Mai forse, come in questi mesi, a causa anche della forzata relegazione entro confini fisici strettissimi, abbiamo ripreso a guardare alle nostre migliori realtà territoriali, che in Italia sono tantissime.
Purtroppo la pandemia ha frenato, rinviato, bloccato sine die, anche alcune iniziative che miravano alla valorizzazione del territorio, inteso come insieme paesaggistico di località, ma anche come patrimonio culturale ed artistico.
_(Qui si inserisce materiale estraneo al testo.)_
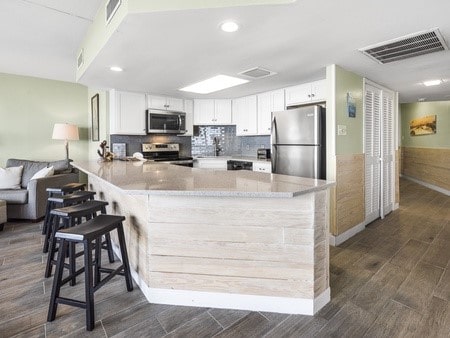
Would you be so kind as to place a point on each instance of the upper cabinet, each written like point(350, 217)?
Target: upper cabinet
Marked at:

Ma la crisi non deve fermare queste iniziative che sono meritevoli per il fine che si sono posti, ma soprattutto perché servono a ridare fiducia ad un Paese che vuole ribellarsi, che vuole rialzare la testa, partendo proprio dai luoghi che più ama.
Uno dei progetti forse più affascinanti, per la sua motivazione e per volere essere non tanto elemento di distinzione, quanto di congiunzione di realtà politicamente ed istituzionalmente diverse, è quello che chiede che il comprensorio transnazionale (tra Italia e Slovenia) Collio-Brda-Cuei venga inserito nel patrimonio dell'Unesco.
Già la sua denominazione (Collio in veneto, Brda in sloveno, Cuei in friulano) dice tanto sulle finalità di un progetto che non guarda a frontiere o divisioni politiche, ma che vuole superare tutto nella consapevolezza che un territorio, seppure tracciato da un tratto di penna su una cartina, rivendica sempre la sua unicità, la sua particolarità.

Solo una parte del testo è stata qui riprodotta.